It started out so small and innocent

It was just a simple post on my blog that has turned into a nightmare (the good kind.)

Welcome to SpiderFest 2010.

Tuesday, August 31, 2010

Since it is raining outside

right now, and it will likely be raining at least once or twice in October.  I thought this would be a good time to cover "weatherproofing your spider"

Some of the stuff I type these days just baffles me....never in my life would I have thought "weatherproofing your spider" would appear from my keyboard.....anyway....

Here is what i know.

We use foam for a reason, it is naturally water resistant and lightweight.  Our larger spider is a foam body and friendly plastic legs.  Both water resistant on their own.  A little paint and we are good to go.

We paint almost all our props with a complete coat of black exterior house paint, using a sprayer.  This way we are sure that the paint has gotten into all the nooks an crannies and is creating a waterproof seal.

Interior house paint will wear off in the rain and provides no rain barrier.  Regular exterior house paint on the prop and we are golden.   No other weathering needed.

Monster mud - well, since it is partly paint, it is fairly waterproof, but we paint all those props with a couple coats of exterior house paint anyway.   Since mud props are not foam, you can also use spray paint on them, which is even a better waterproof coating.

In the case of the mud men, where we use burlap, I also put a coat of polyurethane on them each year.  They get a bit soggy, but they stay in tact.

Electronics, prop controllers and power supplies.  They go in those sealed sprinkler boxes.  You know the ones that have the door that opens and the rubber gasket seal?  They come in various sizes and they usually have a key lock.  We use those for the controllers for props like the preacher and coachman.  Just remember to close them when you are done....otherwise they are worthless.  (Speaking from experience :D)

Clay - we have used a bit of Crayola Magic Modeling clay, it seems to hold up okay, but I would paint the sh*t out of it. :D  The bigger problem with clay is that the pieces separate, more from temperature fluctuation than water damage.

Papier-mâché- I am little help here.  I don't create with it  for the yard because of the rain and we leave our props up for so long; our display is out for just over a month.  That can be a lot of rain.  I imagine with a few good coats of varnish it should last the season.  I am going to invest in a few cans of matte and semigloss varnish and spray the spiders with an extra coat on dry days.  If a spider looks particularly delicate, I will try to cover it in a "cocoon" of plastic when I know it is going to really rain.

We are resourceful crew and if we see that any spider is having difficulties we will bring it in the shop and do our best to bring it back to life.  When I say "we" I mean the crew....cause I am not touching them :D

Big thanks to Ghoul Friday for letting me know that I really needed to share this information.  She is the best - and if you have not read her interview over at Zombos Closet of Horror blog...get yourself on over and check it out.

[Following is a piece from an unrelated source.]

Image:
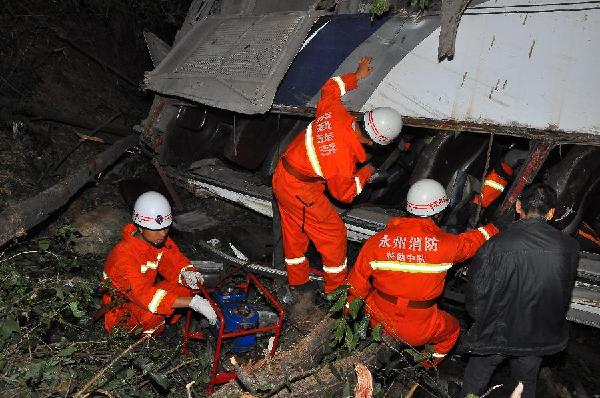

Any specific questions?  Ask away!

1 comment:

  1. This is a great post.
    As a mache man, I find that my technique is similar...with two heavy base coats of rustoleum flat black spraypaint. Then acrylic paints with a brush, then a silicon sealer sold for camping equipment and fabric. The mache still breathes, and actually goes soft in a lot of rain, but it'll dry up in the sun with no damage. I have my fears with the spider that all those thin long legs mixed with rain water weight will become way too heavy and end up looking like a squid...though I'm thinking of this guy as having a one-season life expectancy. So if he still looks 50% like a spider on Halloween night, I'll be happy.